Argentina knew that system all too well.

For years, the same narrative was repeated: the State must intervene to “defend national production”. But the bottom line was devastating. Industries locked in captive markets, stagnant productivity, permanent inflation and an economy unable

to integrate into the world.

In that context, what appears to be a technical discussion about foreign trade is actually a much deeper discussion about the nature of political power.

Because the central question is not economic. It's moral.
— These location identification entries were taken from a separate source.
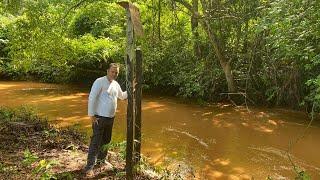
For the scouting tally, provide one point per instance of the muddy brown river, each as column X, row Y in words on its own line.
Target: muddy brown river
column 214, row 142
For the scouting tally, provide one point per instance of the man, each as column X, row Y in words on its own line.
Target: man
column 101, row 108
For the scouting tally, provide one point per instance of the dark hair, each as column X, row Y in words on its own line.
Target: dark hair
column 116, row 65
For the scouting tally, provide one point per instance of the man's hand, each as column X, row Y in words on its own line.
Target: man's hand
column 134, row 85
column 94, row 119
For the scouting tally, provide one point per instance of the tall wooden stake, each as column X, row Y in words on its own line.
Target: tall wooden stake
column 138, row 97
column 134, row 27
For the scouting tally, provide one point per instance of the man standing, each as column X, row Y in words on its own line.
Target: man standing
column 101, row 108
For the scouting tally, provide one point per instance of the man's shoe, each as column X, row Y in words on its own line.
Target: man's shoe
column 88, row 172
column 105, row 166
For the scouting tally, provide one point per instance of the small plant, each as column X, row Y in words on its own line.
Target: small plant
column 29, row 158
column 43, row 167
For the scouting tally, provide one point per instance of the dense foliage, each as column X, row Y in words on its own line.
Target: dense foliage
column 267, row 49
If a person gets their money working, investing or producing value in the market, by what right does an official decide what products he can buy, from which country or at what price? At what point did politics acquire the power to intervene in decisions that belong exclusively

to the individual?

When the State establishes what can and cannot be imported, which company can compete and which one is protected, it ceases to act as an arbiter. He becomes a player. And a player with coercive power

.

That is the real problem of protectionism.

It doesn't just distort prices and destroy economic efficiency. It also breaks a fundamental principle of a free society: that each person is the owner of their property and the decisions they make with it

.

That is why the discussion about trade cannot be reduced to economic technicalities or to industrial production spreadsheets. In the end, what is at stake is something much more elementary: whether the wealth created by millions of individuals belongs to those who generate it or to those who temporarily occupy political power

.

For decades, Argentina chose the second path. The result was a system where politics organized the economy and where individual freedom was subordinated to

corporate interests.

To break with that logic is not simply to change an economic policy.

It is beginning to dismantle a regime of privileges that turned the State into the great administrator of legal looting.

And that change, rather than economic, is profoundly moral.